Abduh memberikan porsi atau daya yang besar kepada akal dan kebebasan manusia dalam perbuatannya, ia mempunyai kecendrungan untuk memahami dan meninjau alami bukan hanya dari segi kehendak mutlak Tuhan, tetapi juga dari segi pandangan dan kepentingan manusia. Menurutnya tidak satupun ciptaan Tuhan yang tidak membawa manfaat bagi manusia. Adapun masalah keadilan Tuhan, ia memandang bukan hanya dari segi Maha KesempurnaanNya tetapi juga dari pemikiran rasional manusia. Sifat ketidakadilan tidak dapat  diberikan kepada Tuhan karena ketidakadilan tidak sejalan dengan kesempurnaan alam semesta.
2)      Aspek kedudukan akal dan fungsi wahyu
Wahyu menurut konsep Muhammad Abduh adalah pengetahuan yang diperoleh seseorang dengan keyakinan penuh bahwa pengetahuan itu datang dari Allah, baik dengan perantara maupun tidak.

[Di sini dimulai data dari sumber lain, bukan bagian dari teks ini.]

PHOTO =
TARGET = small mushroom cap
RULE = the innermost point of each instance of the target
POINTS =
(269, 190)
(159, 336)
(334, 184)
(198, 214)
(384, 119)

Ada dua pokok umat yang menjadi focus utama pemikiran Muhammad Abduh, sebagai berikut:
a.       Membebaskan akal pikiran dari berbagai belenggu taklid yang menghambat perkembangan pengetahuan agama sebagaimana halnya salaf al-ummah (Ulama sebelum abad ke-3 H), sebelum timbulnya perpecahan yakni memahami langsung dari sumber pokoknya yaitu al-Qur’an.
b.      Memperbaiki gaya bahasa Arab, baik yang digunakan dalam percakapan resmi di kantor – kantor pemerintahan maupun tulisan- tulisan media massa.
3)      Aspek kebebasan manusia dan fatalisme
Bagi Abduh disamping mempunyai daya pikir, manusia juga mempunyai kebebasan  memilih yang merupakan sifat dasar alami yang ada pada diri manusia. Kalau sifat dasar itu dihilangkan darinya, ia bukan manusia lagi tetapi makhluk lain. Manusia dengan akalnya mampu mempertimbangkan akibat perbuatan yang dilakukannya, kemudian mengambil keputusan dengan kemauannya sendiri, dan selanjutnya mewujudkan perbuatannya itu dengan daya yang ada dalam dirinya[7].
c.       Pengaruh corak pemikiran  Muhammad Abduh di Indonesia
Muhammad Abduh adalah seorang pelopor reformasi dan pembaharuan dalam pemikiran Islam.
Muhammad Abduh memiliki andil besar dalam perbaikan dan pembaharuan pemikiran Islam kontenporer seperti:
1)      Reformasi pendidikan
Muhammad Abduh memulai perbaikannya melalui perbaikan pendidikan sebagi sector utama untuk melakukan perbaikan system pendidikan sebagai asas dalam mencetak muslim yang shaleh.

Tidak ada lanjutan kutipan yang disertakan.